André Previn and the Democratisation of Classical Music

André Previn, the remarkably versatile German-American pianist, composer, conductor, jazz musician and presenter, who died on 28 February 2019 at the age of 89, was an iconic figure in the national consciousness, and significant to me personally in my own musical and cultural upbringing.

André Previn

André Previn

There was always a lot of music at home when I was growing up – on the radio, on LPs and, significantly, on television; so much in fact that classical music felt like a normal part of the day-to-day cultural landscape of the 1970s and 80s. As a family, we enjoyed André Previn’s programmes on the BBC where, with the London Symphony Orchestra (LSO), he introduced works from the classical repertoire in a way which was engaging, informative, intelligent – and accessible. The orchestra eschewed their usual formal attire of white tie and tails, as did Previn as conductor, often sporting one of his colourful silk neck scarfs, and in this more relaxed setting, Previn introduced the great works of the classical canon in a way which was comprehensible to the lay listener, yet never simplistic. In his ‘André Previn & Friends’ programmes, Previn was joined by musical friends and acquaintances who performed music together and talked about it in a casual yet informed way which allowed the viewer to get beyond the notes and revealed insights into the life of a classical musician. In 1971, Previn even appeared on the very popular Morecombe & Wise show (introduced as “Mr Andrew Preview”) where he gamely played along with Eric Morecombe’s famously inept performance of Grieg’s Piano Concerto (“I’m playing all the right notes, but not necessarily in the right order”). It is a mark, perhaps, of just how much classical music was part of the mainstream British culture and consciousness in those days that a leading conductor could appear on a TV comedy show. We have star conductors aplenty – Simon Rattle, Gustavo Dudamel, Marin Alsop et al – but it’s unlikely any of them would ever be invited onto a popular TV show today.

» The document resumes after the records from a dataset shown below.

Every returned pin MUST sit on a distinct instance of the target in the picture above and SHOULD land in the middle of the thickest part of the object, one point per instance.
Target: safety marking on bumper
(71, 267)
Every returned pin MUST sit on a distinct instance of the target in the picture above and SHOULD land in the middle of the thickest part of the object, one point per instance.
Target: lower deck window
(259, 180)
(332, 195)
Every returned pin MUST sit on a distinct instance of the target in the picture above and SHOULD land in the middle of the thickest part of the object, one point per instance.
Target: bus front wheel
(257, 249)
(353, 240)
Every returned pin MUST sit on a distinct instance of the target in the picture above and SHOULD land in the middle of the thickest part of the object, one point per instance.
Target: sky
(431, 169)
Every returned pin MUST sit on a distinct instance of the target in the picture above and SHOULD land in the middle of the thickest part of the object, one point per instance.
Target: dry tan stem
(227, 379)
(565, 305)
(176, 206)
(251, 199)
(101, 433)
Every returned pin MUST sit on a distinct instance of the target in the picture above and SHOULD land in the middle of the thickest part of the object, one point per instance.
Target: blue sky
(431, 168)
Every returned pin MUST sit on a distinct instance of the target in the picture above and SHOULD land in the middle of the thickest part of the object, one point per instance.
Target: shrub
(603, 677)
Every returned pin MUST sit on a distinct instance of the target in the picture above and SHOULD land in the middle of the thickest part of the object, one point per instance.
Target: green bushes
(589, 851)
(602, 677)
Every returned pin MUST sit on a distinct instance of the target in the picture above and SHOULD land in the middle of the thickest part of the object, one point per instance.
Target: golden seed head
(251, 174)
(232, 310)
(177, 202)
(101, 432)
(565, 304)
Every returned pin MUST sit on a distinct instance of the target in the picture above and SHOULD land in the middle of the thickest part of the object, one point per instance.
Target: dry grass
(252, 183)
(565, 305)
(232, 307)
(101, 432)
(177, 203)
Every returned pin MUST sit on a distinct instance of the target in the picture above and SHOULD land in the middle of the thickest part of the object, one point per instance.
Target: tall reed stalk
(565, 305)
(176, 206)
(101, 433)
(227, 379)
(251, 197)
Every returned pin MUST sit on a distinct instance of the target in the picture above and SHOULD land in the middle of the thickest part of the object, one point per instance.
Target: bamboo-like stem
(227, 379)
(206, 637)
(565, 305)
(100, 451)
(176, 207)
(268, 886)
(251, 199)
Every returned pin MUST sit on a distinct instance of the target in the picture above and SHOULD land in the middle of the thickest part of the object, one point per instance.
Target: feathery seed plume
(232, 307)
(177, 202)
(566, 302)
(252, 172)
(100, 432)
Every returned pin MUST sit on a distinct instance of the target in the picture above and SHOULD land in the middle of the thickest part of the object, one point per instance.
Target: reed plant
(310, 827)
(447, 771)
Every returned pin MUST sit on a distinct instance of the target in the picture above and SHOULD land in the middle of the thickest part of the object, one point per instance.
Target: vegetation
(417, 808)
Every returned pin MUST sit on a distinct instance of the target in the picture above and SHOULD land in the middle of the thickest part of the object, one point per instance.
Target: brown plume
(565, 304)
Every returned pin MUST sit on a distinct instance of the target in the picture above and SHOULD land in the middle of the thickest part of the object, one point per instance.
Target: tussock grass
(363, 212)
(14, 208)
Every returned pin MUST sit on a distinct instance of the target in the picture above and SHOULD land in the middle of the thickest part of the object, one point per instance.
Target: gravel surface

While some critics sneered at his “populist” approach, Previn clearly understood the value of making classical music appealing to a mass audience and television was the perfect vehicle for this. At the height of his television career, the LSO, for which he was principal conductor for 11 years, was playing to packed halls, something many classical musicians would kill for today.

Bernstein: Overture from Candide (André Previn with LSO)
“Bernstein has made it possible not to specialize in one area of music,” Previn said of his idol Leonard Bernstein, who enjoyed similar popularity, and with a background in film score writing for Hollywood (for which he won several Oscars) and jazz as well as classical music, Previn’s great skill, like Bernstein’s, was his ability to segue seamlessly between these different strands of his polymathic career. In doing so he democratised classical music in particular by demonstrating that it was possible to like and appreciate all music, untrammelled by the boundaries of genre or style. And unlike some presentations of classical music on TV today, in his own programmes he never tried to “trendify” it nor patronise his audiences; instead he raised “the public’s awareness of great music and its performance by demonstrating just how great – majestic, magical, exciting, moving – it actually is” (Peter Donohoe, concert pianist).

His greatest achievement was to bring classical music to a wider audience, far beyond the rarefied concert halls, and he did so with humour, eloquence and, above all, huge respect for the music itself.